Mais conhecida como “Tonia, a garota-metralhadora”, Antonina nem sempre foi uma assassina. Antes de colaborar com os nazistas, ela fazia exatamente o contrário – atuou como enfermeira no Exército Vermelho, voluntariando-se na linha de frente.

Mas sua passagem pelo serviço soviético não durou muito tempo. No outono de 1941, cerca de 600.000 soldados da URSS foram cercados no ‘caldeirão de Viazma’, e entre eles estava Antonina, então com 21 anos.

Após uma fuga milagrosa, Makarova vagou por meses por florestas e aldeias, encontrando abrigo temporário com os habitantes locais, mas sempre seguindo em frente.
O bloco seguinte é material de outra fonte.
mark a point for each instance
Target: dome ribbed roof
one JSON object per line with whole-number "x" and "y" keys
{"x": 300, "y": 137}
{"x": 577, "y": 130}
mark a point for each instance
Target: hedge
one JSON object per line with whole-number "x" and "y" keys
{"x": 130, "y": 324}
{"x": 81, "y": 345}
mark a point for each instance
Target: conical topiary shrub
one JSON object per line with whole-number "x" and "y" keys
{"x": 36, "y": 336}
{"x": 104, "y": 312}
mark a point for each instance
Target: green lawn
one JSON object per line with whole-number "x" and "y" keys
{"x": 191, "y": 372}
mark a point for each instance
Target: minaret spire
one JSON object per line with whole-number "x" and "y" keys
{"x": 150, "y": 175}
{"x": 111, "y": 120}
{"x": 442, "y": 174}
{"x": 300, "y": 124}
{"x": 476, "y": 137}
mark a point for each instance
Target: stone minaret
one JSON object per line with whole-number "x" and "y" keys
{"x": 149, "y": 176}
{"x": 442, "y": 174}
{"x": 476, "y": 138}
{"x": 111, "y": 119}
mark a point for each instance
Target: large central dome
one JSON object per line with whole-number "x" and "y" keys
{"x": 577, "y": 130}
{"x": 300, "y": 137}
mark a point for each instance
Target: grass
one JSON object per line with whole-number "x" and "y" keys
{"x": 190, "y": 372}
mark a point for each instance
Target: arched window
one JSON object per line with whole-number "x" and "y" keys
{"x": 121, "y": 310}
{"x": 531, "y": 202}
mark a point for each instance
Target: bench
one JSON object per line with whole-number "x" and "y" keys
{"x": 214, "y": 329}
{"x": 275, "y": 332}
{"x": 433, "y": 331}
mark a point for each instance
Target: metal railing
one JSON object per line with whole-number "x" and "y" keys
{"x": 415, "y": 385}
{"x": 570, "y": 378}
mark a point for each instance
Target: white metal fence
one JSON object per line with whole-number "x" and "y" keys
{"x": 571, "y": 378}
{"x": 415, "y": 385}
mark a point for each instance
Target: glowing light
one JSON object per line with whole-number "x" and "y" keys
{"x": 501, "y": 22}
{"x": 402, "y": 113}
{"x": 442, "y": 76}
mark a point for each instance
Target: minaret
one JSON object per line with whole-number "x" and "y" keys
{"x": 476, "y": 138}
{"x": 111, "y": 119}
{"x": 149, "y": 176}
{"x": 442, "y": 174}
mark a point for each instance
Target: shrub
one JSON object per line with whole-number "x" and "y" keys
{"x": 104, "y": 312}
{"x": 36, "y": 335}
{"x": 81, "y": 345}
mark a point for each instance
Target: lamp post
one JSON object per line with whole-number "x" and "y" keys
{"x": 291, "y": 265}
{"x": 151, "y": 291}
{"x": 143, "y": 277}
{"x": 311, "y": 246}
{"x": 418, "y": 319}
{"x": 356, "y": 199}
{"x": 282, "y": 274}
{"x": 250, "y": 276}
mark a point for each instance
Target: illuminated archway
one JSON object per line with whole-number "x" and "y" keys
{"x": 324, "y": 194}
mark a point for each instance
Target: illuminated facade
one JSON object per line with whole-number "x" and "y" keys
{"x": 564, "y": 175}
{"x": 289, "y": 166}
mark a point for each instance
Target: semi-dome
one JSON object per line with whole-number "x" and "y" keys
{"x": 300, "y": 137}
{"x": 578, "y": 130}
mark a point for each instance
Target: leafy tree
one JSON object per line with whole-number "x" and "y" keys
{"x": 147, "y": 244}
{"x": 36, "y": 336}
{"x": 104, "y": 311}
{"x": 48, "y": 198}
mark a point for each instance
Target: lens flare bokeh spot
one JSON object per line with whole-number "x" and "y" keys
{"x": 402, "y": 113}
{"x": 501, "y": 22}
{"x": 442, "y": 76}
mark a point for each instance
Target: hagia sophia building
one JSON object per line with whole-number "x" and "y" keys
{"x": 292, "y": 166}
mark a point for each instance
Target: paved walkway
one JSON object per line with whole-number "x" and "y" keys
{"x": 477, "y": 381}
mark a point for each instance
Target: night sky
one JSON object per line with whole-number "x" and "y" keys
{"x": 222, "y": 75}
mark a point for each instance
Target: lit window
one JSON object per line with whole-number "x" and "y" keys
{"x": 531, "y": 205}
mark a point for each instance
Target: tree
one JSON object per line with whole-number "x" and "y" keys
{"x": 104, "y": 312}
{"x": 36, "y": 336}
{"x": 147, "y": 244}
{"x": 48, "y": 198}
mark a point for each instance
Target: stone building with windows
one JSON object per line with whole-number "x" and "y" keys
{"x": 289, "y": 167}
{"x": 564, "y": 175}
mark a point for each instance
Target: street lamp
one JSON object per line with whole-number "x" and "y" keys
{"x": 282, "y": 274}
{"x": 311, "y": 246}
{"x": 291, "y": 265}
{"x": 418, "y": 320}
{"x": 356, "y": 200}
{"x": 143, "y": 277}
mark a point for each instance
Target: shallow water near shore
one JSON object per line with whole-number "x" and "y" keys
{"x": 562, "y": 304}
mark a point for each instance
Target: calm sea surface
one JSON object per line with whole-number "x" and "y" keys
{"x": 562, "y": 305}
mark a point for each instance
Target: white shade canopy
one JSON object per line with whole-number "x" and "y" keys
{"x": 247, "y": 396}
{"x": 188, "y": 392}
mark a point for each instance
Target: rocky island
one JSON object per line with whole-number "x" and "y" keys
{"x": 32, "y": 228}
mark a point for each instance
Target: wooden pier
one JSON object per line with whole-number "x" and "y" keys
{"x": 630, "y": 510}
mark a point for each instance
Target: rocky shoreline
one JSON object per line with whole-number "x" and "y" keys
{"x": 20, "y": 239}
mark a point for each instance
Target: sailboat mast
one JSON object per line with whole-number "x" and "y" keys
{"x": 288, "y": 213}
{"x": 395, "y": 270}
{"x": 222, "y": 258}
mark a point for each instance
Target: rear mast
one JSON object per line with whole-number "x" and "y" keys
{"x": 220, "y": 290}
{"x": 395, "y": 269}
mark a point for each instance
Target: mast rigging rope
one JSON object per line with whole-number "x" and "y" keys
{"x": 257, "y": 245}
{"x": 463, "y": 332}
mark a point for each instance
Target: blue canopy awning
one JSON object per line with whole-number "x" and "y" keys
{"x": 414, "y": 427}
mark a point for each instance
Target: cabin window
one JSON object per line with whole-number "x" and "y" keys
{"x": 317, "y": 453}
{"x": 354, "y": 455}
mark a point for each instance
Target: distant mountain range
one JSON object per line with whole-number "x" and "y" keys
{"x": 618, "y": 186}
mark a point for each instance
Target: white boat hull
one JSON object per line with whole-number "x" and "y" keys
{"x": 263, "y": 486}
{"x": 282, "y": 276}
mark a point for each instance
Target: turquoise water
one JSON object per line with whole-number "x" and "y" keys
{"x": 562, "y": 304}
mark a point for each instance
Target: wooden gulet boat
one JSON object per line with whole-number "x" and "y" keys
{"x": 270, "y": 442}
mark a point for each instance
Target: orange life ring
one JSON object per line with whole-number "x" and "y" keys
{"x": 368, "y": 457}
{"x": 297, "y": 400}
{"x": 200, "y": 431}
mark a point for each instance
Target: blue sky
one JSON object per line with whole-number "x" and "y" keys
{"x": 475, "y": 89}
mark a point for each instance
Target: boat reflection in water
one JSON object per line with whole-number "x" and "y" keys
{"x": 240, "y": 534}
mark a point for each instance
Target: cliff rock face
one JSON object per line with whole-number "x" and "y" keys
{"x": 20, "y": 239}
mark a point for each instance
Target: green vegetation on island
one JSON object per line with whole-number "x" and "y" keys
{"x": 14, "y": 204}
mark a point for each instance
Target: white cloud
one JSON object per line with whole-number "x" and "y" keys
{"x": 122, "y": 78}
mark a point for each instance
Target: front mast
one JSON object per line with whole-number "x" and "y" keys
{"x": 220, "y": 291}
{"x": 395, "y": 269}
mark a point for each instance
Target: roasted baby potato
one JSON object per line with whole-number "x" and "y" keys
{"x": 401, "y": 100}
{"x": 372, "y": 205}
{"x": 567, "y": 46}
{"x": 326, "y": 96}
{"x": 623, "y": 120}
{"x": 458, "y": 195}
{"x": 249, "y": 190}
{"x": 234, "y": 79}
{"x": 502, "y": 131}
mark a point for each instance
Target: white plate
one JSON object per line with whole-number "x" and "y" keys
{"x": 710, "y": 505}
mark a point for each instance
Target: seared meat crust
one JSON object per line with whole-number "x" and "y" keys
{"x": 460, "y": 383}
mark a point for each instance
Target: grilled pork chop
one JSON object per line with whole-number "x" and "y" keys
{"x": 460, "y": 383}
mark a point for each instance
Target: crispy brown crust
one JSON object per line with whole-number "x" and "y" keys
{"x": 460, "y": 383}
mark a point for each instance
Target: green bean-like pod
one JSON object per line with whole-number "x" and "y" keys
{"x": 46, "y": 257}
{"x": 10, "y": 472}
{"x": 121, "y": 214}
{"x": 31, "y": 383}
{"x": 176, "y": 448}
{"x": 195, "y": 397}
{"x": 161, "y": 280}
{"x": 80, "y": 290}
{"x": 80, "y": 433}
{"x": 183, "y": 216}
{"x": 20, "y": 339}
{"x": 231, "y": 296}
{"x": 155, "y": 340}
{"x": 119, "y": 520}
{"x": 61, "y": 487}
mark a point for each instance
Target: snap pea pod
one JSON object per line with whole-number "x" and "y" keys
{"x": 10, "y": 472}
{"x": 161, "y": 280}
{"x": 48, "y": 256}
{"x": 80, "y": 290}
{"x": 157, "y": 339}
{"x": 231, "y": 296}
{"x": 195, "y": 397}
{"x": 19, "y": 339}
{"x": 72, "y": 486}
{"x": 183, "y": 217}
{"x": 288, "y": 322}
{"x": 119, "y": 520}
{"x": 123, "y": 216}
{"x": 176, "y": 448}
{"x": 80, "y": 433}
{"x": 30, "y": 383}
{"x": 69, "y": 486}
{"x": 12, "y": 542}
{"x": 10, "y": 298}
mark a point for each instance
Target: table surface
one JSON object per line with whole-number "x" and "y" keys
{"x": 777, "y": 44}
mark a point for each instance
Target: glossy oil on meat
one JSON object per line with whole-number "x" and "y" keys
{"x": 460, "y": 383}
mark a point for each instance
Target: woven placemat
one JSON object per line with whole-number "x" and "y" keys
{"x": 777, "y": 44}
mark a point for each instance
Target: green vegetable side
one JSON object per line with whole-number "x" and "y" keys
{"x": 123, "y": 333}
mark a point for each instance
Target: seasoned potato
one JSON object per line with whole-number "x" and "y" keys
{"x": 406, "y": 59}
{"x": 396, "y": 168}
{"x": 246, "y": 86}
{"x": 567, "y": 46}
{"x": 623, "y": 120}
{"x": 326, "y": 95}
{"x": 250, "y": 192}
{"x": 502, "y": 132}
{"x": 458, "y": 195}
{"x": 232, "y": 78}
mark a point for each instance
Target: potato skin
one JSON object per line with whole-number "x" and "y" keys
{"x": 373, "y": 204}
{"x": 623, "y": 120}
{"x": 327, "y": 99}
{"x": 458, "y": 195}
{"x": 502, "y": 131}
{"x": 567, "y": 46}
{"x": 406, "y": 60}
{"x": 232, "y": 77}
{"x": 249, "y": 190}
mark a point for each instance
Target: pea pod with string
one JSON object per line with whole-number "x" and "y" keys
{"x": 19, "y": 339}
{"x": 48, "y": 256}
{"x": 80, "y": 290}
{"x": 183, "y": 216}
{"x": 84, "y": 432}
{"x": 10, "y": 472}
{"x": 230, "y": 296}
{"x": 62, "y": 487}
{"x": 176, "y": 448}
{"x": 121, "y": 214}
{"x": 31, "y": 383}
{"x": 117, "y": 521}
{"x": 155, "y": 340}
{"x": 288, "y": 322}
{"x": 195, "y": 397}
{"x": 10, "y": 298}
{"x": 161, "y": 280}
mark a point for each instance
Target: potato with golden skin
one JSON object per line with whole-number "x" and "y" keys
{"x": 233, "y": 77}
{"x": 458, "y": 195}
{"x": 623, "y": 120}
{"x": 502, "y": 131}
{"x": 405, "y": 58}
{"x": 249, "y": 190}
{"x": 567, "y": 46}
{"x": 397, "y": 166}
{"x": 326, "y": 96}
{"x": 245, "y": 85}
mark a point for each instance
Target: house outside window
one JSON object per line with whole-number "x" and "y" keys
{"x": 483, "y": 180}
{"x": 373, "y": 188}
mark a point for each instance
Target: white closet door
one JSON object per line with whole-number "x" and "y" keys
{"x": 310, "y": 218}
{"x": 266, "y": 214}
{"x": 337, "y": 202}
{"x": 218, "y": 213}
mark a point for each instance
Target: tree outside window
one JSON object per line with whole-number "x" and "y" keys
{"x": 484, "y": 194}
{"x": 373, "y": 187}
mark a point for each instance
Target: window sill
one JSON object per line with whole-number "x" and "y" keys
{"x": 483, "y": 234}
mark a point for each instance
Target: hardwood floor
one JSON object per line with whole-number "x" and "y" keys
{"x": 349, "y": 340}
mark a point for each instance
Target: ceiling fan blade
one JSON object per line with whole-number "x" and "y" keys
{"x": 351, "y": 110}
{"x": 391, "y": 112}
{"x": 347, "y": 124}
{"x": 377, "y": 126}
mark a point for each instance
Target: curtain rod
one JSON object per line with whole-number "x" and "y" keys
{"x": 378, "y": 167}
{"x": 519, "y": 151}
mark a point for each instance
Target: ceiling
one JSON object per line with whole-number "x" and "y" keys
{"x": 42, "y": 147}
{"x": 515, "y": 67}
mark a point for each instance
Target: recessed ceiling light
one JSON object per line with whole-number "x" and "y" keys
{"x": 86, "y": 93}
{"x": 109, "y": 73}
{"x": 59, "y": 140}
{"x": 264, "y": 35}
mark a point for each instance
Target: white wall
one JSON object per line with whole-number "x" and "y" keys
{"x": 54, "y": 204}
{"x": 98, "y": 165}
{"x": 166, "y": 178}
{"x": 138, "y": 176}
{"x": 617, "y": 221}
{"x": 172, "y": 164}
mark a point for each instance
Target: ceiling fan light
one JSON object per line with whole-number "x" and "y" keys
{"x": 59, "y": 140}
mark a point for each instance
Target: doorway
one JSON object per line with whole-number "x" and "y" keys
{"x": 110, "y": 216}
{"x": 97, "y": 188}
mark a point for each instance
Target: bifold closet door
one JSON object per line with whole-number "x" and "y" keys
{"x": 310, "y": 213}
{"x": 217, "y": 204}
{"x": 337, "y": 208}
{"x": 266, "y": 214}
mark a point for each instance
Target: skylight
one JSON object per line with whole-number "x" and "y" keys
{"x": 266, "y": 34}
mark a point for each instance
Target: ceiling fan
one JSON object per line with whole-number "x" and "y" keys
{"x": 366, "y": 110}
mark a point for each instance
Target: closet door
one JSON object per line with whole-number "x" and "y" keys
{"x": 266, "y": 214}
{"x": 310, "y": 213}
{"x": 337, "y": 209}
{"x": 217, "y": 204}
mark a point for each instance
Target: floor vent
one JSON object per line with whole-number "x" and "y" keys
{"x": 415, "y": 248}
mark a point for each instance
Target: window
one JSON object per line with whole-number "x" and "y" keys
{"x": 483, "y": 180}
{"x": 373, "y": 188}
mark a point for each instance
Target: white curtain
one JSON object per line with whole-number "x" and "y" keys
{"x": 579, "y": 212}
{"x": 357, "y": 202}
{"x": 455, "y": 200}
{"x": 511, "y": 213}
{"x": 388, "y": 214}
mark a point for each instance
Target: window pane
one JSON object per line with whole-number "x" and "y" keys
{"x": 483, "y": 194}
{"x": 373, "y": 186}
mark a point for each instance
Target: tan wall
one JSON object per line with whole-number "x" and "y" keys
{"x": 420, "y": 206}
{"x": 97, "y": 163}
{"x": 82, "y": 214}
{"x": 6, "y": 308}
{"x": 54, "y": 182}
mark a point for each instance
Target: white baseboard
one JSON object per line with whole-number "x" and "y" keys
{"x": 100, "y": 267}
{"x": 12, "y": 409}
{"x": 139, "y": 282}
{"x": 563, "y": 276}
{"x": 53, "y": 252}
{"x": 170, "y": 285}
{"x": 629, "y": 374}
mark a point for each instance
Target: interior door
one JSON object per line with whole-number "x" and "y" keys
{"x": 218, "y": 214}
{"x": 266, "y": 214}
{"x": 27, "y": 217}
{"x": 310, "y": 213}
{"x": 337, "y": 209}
Foi então que, no verão de 1942, ela entrou na vila de Lokot, na região de Briansk ocupada pela Alemanha.

“Um lugar ao sol ocupado”

A região onde Makarova se encontrava era fundamentalmente diferente das outras sob ocupação nazista. Como experimento, a semiautônoma Autonomia de Lokot havia sido criada sob o burgomestre local Konstantin Voskoboinik (substituído por Bronislav Kaminski após ser morto por partidários em janeiro de 1942). Mesmo assim, para ‘manter a ordem’, a região estava sob supervisão alemã, e unidades da 102ª Divisão de Infantaria Húngara estavam estacionadas em áreas povoadas.

A Autonomia tinha permissão para criar suas próprias unidades de defesa, que mais tarde se transformaram no chamado Exército de Libertação Nacional da Rússia (ELNR). Foi essa unidade que, no verão e outono de 1944, ganhou notoriedade pela extrema brutalidade durante o levante de Varsóvia, afogando a cidade em sangue.

Escondida na casa de um local, Antonina Makarova refletiu sobre seu próximo passo. Ela sabia que um grande destacamento de partidários permanecia ativo na floresta próxima. No entanto, depois de ver o – relativamente – luxo em que viviam os colaboradores russos, Makarova decidiu (segundo o historiador dos serviços especiais Oleg Khlobustov) “procurar um lugar caloroso ao novo sol ocupado”.

Makarova se solidarizou com os alemães e os russos ‘autônomos’, envolvendo-se abertamente com prostituição e participando de festas. Logo, adentrou assuntos mais sérios – a execução de judeus, partidários e opositores locais do novo governo.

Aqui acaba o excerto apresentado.